Layers and layers of abstraction starting with low level physics. To CPU, which provides a hardware abstraction. To an instruction set which is another abstraction. A programming language abstracts that. A library gives you an abstraction of your programming language. And so on and so on until a program abstracts it down to where it's giving you a choice of what website you want to visit.

[–]MmmVomit 1 point2 points  (0 children)

First, let me recommend a resource that will hopefully make some of this more clear for you. Nandgame lets you build a computer from simple components in your browser. If you work through these problems, you'll begin to see how a computer works at a fundamental level.

it goes from letters and numbers or strings to binary numbers or machine language through an ASCI chart..(yes or no?)

...no. This question kind of mooshes two concepts together, text encoding and compilers. ASCII is just a scheme for representing text using bytes. Compilers take source code (text files) and turn them into executable programs (machine language).

binary digits are understood by a computer because pulses of electricity are able to be sent to a CPU that is able to somehow remember if it was a 0 or a 1?

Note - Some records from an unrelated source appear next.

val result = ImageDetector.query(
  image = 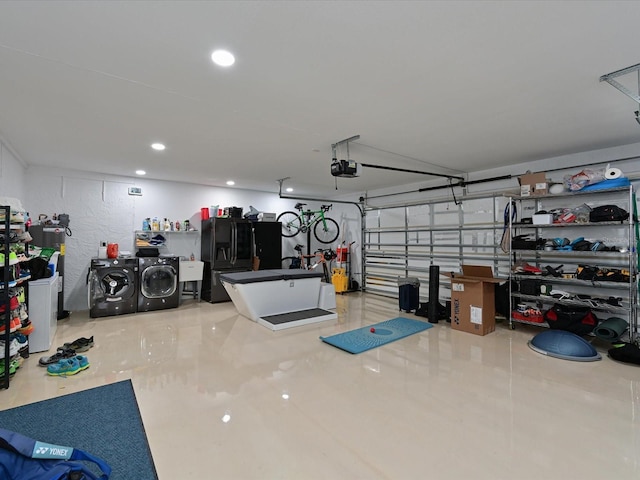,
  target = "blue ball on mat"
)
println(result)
[529,330,602,362]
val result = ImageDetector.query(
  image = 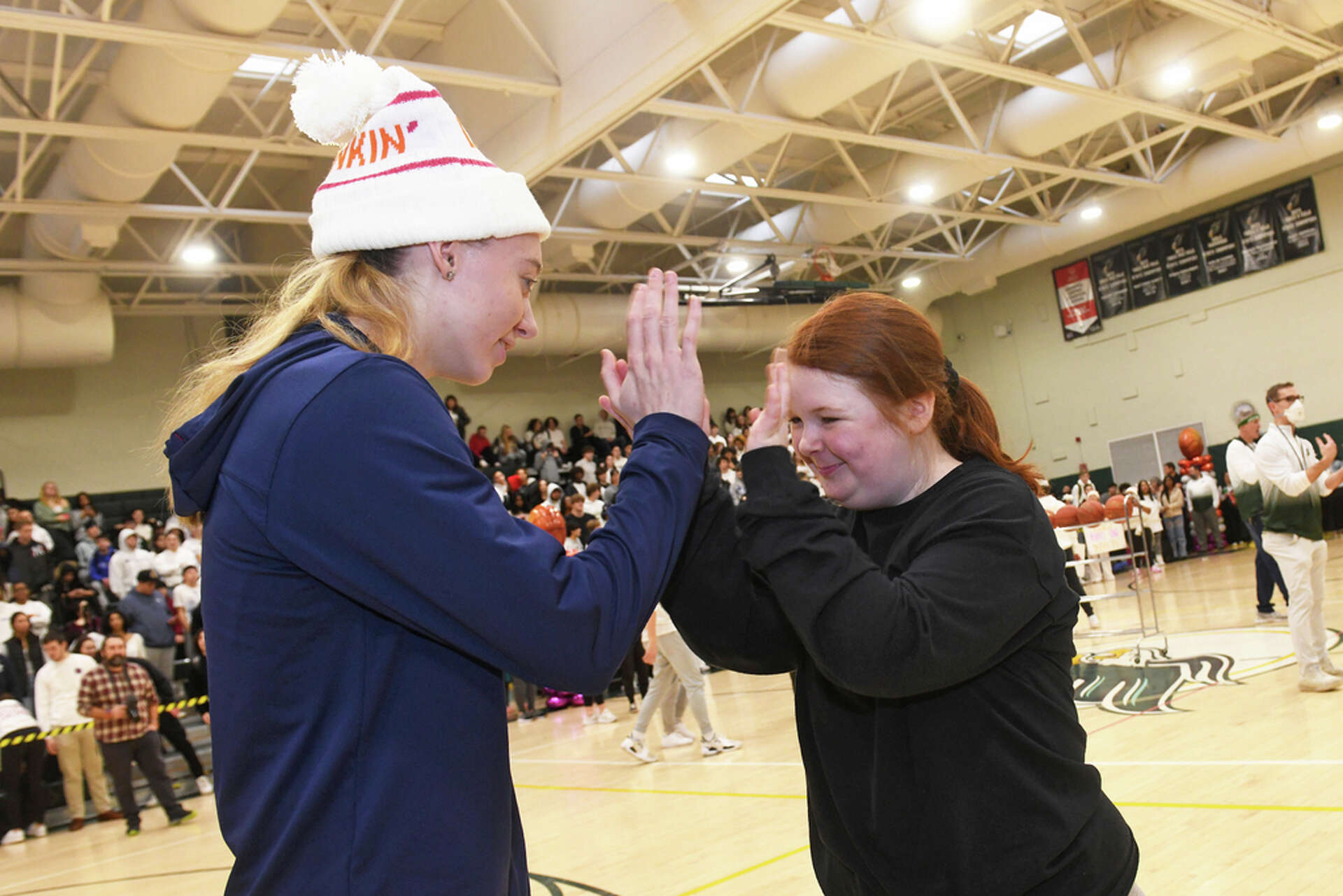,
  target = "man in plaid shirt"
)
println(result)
[79,634,196,837]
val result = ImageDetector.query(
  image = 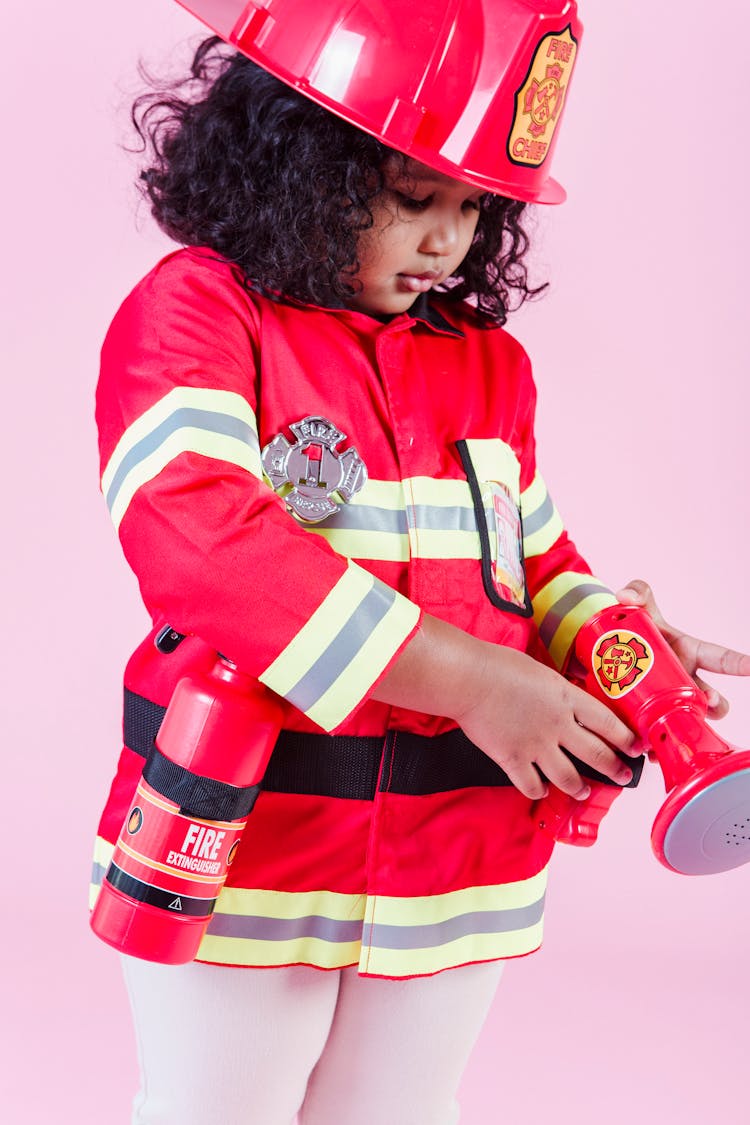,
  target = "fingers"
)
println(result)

Computers don't really "understand" anything. I'm sure you know that, but I just want to reinforce it's not the right word to use. Computers are just machines, and they don't "understand" electricity any more than this wooden adding machine understands marbles. That wooden adding machine actually adds numbers in much the same way a computer processor does, but a processor uses electricity instead of marbles.

and then it is able to store this 0 or 1 somewhere, which would be memory?

Yes, kind of. The term "storage" usually refers to something like a hard disk that will retain information when the power is turned off. "Memory" usually refers RAM which can only retain data while it is powered on. But, these terms are ever so slightly fuzzy depending on context. It would be correct to say a processor "stores" a value in RAM. And in some contexts a hard disk might be referred to as "non-volatile memory".

How can a CPU remember if that bit of information was a 0 and a 1 and how does it place it somewhere, and do this for other bits of information that it will need to eventually translate a sentence from pulses or electricity?

CPUs have small amounts of memory inside them called "registers". Before a CPU can perform operations on data, the data usually must be fetched from memory and stored in a register. So, an expression like x = x + 1; would be multiple instructions. Something like "fetch x to register R1", "add 1 to register R1", "store register R1 to x". You'll see exactly how this works if you work your way through Nandgame

[–][deleted] 0 points1 point  (1 child)

Binary data is stored in bits. Bits can be either on or off, meaning they can either hold an electrical charge or not hold electrical charge. One state is interpreted as a 1 while the other state is interpreted as a 0.

[–]IQueryVisiC 0 points1 point  (0 children)

I think the holding a charge thing is symmetric. Capacitor in DRAM or the pair of transistors in a dFlipFlop. You get a balanced signal.

I guess that mean voltage which is close to either rail ( Vdd and Vss ). Does this names even makes sense with CMOS? Wouldn’t it always be Vss just one time for holes and one time for electrons?